Washington - Arab Today
Republican presidential candidate Donald Trump was under fire Wednesday for a remark which is being interpreted by his critics as implying that someone ought to shoot his Democratic rival, Hillary Clinton.
Speaking at a rally in support of gun rights in North Carolina, Trump said that if Clinton became president she would appoint judges to the US Supreme Court that could overturn the Second Amendment to the US Constitution, which gives Americans the right to bear arms.
"Hillary wants to abolish -- essentially abolish the Second Amendment," Trump said. "By the way, if she gets to pick, if she gets to pick her judges, nothing you can do, folks. Although the Second Amendment people, maybe there is, I don't know".
By "Second Amendment people" doing something, Trump was referring to gun rights advocates.
Robby Mook, Clinton's campaign manager, said in a statement: "This is simple -- what Trump is saying is dangerous.
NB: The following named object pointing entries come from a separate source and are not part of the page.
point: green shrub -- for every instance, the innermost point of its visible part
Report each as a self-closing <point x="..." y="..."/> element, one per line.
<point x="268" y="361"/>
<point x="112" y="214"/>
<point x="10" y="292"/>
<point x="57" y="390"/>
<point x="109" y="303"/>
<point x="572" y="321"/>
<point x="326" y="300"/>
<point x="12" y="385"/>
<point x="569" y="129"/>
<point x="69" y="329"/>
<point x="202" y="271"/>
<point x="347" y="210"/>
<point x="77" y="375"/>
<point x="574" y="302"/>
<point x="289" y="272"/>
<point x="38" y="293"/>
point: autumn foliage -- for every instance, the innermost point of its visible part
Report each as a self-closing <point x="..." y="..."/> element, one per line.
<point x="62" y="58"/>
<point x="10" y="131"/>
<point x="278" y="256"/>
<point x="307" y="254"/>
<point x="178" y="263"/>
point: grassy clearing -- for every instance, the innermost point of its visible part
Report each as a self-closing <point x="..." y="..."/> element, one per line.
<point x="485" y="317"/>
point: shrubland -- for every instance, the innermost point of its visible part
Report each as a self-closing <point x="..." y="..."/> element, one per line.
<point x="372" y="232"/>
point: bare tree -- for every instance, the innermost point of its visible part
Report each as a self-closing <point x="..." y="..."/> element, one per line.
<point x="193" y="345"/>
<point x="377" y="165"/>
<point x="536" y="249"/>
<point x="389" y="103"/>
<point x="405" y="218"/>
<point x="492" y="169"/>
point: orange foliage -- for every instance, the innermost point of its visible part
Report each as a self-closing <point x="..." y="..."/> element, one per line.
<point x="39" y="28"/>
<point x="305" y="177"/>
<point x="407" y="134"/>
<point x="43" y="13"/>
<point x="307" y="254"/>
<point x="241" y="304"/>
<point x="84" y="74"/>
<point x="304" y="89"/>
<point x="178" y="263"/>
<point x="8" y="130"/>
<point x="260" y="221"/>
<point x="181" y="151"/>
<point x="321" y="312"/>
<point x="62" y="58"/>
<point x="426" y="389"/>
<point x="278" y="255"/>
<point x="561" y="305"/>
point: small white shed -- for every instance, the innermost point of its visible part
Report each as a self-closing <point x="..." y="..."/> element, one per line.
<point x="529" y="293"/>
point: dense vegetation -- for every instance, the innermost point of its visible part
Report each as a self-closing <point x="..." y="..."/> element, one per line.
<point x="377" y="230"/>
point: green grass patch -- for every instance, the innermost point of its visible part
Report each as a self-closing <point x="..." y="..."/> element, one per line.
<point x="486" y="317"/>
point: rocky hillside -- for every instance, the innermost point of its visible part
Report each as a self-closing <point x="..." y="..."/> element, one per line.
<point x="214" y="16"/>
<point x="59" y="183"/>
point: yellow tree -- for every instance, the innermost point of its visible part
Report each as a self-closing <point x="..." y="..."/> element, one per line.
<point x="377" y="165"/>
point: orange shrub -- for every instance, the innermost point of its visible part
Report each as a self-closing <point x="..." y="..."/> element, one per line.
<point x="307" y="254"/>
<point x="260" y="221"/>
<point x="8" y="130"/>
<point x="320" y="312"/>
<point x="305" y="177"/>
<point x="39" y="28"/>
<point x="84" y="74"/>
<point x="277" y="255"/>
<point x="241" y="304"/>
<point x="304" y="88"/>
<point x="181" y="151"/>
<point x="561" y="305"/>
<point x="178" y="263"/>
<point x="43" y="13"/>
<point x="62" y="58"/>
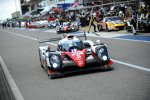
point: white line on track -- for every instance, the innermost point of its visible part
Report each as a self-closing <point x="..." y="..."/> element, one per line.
<point x="117" y="61"/>
<point x="15" y="90"/>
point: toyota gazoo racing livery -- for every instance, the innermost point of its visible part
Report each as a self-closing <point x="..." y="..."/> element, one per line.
<point x="72" y="55"/>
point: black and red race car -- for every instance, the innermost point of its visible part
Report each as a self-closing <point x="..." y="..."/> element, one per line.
<point x="72" y="55"/>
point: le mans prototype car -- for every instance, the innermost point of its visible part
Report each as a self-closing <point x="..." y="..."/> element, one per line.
<point x="67" y="27"/>
<point x="73" y="55"/>
<point x="112" y="23"/>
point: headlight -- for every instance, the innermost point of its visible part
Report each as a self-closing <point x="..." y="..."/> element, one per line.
<point x="104" y="57"/>
<point x="102" y="53"/>
<point x="55" y="61"/>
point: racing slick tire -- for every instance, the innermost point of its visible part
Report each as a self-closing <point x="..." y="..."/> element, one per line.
<point x="56" y="75"/>
<point x="106" y="67"/>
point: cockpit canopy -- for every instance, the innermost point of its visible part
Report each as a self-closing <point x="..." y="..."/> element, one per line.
<point x="70" y="45"/>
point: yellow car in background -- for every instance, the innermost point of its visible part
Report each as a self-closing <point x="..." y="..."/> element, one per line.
<point x="111" y="23"/>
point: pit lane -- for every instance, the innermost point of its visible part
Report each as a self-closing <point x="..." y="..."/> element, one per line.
<point x="107" y="85"/>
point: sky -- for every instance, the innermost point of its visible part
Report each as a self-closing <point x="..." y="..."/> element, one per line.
<point x="7" y="7"/>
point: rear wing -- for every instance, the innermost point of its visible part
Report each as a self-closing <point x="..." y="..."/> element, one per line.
<point x="81" y="35"/>
<point x="63" y="36"/>
<point x="50" y="40"/>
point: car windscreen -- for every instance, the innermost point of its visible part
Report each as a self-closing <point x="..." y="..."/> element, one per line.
<point x="66" y="45"/>
<point x="112" y="19"/>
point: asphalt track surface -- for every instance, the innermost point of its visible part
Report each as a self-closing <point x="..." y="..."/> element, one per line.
<point x="126" y="81"/>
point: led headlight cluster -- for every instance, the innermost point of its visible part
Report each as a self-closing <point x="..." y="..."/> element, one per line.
<point x="55" y="61"/>
<point x="102" y="54"/>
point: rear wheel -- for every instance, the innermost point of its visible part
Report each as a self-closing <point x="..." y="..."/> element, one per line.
<point x="106" y="67"/>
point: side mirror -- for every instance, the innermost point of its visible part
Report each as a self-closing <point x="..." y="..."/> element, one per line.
<point x="98" y="41"/>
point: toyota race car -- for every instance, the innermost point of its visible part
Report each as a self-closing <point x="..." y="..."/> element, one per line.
<point x="72" y="55"/>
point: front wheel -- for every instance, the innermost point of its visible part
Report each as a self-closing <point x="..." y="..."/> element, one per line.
<point x="106" y="67"/>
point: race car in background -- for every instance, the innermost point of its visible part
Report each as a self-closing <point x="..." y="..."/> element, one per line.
<point x="73" y="55"/>
<point x="67" y="27"/>
<point x="111" y="23"/>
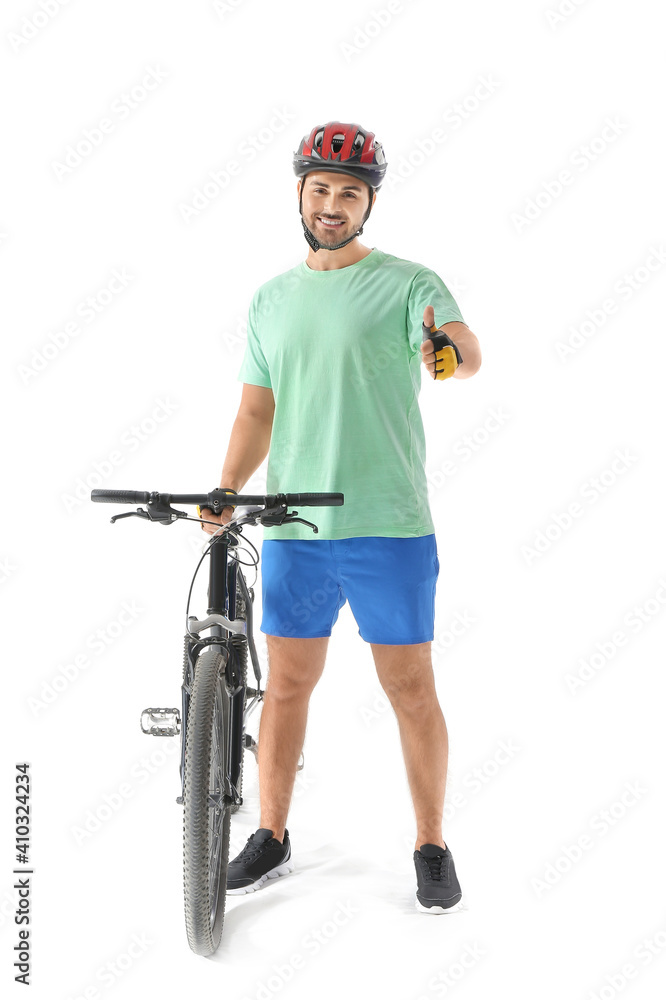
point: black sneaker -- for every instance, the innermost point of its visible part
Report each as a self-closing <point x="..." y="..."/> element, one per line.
<point x="263" y="857"/>
<point x="438" y="888"/>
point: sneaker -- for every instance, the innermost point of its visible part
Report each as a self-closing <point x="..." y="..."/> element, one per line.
<point x="438" y="888"/>
<point x="263" y="857"/>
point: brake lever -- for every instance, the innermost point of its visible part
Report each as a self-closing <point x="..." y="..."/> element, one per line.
<point x="279" y="515"/>
<point x="157" y="511"/>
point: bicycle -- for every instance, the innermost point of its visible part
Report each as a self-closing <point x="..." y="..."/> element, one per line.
<point x="216" y="700"/>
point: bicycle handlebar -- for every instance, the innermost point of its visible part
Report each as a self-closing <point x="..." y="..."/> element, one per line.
<point x="214" y="500"/>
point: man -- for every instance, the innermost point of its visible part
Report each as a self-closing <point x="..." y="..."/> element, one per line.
<point x="331" y="374"/>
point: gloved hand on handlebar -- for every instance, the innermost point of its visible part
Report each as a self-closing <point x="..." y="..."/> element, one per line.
<point x="223" y="517"/>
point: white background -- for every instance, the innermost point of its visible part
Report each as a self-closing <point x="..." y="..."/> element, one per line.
<point x="529" y="263"/>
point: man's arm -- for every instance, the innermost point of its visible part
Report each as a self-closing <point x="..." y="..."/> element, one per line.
<point x="250" y="436"/>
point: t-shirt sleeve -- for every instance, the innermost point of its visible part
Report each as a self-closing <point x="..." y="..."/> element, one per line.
<point x="428" y="289"/>
<point x="254" y="367"/>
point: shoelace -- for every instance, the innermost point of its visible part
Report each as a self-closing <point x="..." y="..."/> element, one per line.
<point x="252" y="850"/>
<point x="437" y="868"/>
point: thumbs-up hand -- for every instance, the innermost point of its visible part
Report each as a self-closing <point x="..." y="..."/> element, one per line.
<point x="438" y="352"/>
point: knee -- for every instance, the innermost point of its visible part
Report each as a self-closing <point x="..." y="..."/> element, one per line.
<point x="288" y="685"/>
<point x="412" y="697"/>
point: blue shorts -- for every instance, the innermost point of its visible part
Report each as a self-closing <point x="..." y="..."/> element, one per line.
<point x="389" y="583"/>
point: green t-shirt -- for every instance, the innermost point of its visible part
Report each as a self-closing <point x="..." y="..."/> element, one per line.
<point x="341" y="351"/>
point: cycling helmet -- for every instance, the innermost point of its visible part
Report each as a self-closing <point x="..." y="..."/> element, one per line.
<point x="348" y="149"/>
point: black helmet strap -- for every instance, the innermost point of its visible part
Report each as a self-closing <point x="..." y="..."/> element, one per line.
<point x="312" y="239"/>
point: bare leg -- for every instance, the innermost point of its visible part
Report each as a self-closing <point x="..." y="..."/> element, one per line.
<point x="405" y="673"/>
<point x="295" y="666"/>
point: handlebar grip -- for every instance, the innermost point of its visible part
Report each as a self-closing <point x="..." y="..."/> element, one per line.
<point x="119" y="496"/>
<point x="316" y="499"/>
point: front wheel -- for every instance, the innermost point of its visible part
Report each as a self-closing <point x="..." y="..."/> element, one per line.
<point x="207" y="812"/>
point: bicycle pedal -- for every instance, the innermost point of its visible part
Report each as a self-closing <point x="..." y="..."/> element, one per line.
<point x="160" y="721"/>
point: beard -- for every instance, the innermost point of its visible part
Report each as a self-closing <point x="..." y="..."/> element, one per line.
<point x="325" y="235"/>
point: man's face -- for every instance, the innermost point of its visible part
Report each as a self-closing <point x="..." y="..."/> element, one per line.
<point x="334" y="205"/>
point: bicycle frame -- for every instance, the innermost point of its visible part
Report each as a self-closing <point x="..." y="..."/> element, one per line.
<point x="226" y="579"/>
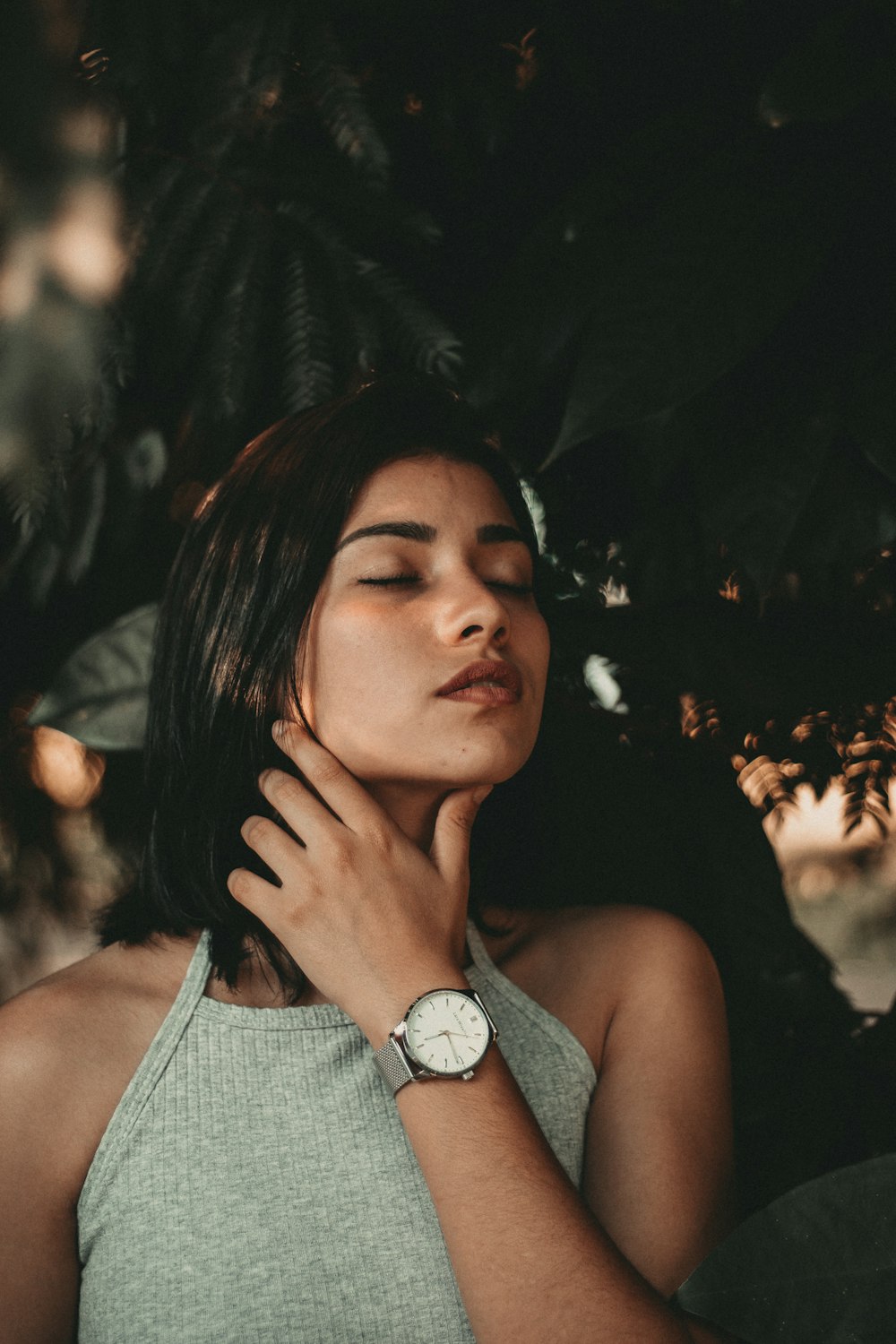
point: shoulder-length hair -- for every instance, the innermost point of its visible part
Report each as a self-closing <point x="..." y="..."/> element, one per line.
<point x="231" y="624"/>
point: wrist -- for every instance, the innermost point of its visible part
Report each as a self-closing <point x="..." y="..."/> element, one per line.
<point x="381" y="1019"/>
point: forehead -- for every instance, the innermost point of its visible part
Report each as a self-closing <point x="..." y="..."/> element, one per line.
<point x="426" y="488"/>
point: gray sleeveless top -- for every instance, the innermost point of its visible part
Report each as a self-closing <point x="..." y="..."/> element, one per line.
<point x="255" y="1182"/>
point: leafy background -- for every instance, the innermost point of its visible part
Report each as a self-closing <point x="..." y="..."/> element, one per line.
<point x="651" y="239"/>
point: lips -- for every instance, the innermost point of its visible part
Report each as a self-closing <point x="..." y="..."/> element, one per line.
<point x="485" y="671"/>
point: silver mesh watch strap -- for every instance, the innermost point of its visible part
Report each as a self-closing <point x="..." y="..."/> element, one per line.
<point x="392" y="1064"/>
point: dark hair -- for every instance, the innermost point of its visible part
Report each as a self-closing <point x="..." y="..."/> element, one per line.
<point x="225" y="666"/>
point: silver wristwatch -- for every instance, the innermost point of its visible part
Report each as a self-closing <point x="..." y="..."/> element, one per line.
<point x="444" y="1034"/>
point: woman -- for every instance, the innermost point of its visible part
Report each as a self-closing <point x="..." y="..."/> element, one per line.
<point x="228" y="1124"/>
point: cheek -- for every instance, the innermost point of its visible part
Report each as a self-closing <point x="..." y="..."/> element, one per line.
<point x="354" y="669"/>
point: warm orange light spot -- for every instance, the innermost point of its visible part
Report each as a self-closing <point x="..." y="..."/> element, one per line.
<point x="528" y="65"/>
<point x="69" y="771"/>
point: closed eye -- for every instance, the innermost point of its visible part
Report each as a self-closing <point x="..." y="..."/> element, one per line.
<point x="416" y="578"/>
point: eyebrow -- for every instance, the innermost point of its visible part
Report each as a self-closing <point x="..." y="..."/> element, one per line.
<point x="426" y="532"/>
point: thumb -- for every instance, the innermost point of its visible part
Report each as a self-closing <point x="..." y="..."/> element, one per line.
<point x="450" y="849"/>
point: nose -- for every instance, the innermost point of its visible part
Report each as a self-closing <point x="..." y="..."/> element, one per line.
<point x="473" y="609"/>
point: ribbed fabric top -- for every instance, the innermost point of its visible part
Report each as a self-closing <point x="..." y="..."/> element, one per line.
<point x="255" y="1182"/>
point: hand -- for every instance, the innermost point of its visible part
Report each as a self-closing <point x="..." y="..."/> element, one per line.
<point x="370" y="918"/>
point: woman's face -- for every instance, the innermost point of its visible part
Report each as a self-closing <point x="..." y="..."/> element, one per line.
<point x="378" y="653"/>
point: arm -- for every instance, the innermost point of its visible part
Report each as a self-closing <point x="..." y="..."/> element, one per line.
<point x="530" y="1260"/>
<point x="375" y="922"/>
<point x="38" y="1239"/>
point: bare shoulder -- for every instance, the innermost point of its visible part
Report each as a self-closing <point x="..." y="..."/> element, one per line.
<point x="587" y="964"/>
<point x="70" y="1043"/>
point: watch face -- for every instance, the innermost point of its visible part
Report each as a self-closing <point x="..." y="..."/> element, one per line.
<point x="446" y="1032"/>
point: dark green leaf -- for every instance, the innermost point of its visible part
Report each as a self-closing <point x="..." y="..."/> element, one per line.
<point x="99" y="694"/>
<point x="696" y="280"/>
<point x="817" y="1265"/>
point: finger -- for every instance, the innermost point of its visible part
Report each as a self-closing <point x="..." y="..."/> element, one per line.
<point x="336" y="785"/>
<point x="271" y="844"/>
<point x="450" y="849"/>
<point x="303" y="812"/>
<point x="252" y="892"/>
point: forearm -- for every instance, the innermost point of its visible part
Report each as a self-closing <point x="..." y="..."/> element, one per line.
<point x="530" y="1258"/>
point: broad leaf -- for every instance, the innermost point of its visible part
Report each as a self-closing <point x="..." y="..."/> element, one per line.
<point x="818" y="1263"/>
<point x="696" y="280"/>
<point x="99" y="694"/>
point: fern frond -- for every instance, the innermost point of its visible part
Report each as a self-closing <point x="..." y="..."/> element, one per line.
<point x="171" y="237"/>
<point x="341" y="107"/>
<point x="869" y="763"/>
<point x="306" y="336"/>
<point x="419" y="338"/>
<point x="86" y="511"/>
<point x="813" y="745"/>
<point x="767" y="787"/>
<point x="241" y="77"/>
<point x="233" y="323"/>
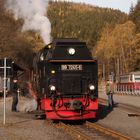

A person seeking to the be president of the United States should not suggest violence in any way," he said.
But Jason Miller, Trump's senior communications adviser, said Trump was only referring to gun rights advocates coming out to vote for him and defeating Clinton.
"It's called the power of unification -- 2nd Amendment people have amazing spirit and are tremendously unified, which gives them great political power," Miller said. "And this year, they will be voting in record numbers, and it won't be for Hillary Clinton, it will be for Donald Trump".
That did not satisfy many Democrats. Democratic Senator Chris Murphy, who supports limiting the right to own guns in the wake of many mass shootings in the US, said in a Tweet: "Don't treat this as a political misstep. It's an assassination threat, seriously upping the possibility of a national tragedy and crisis".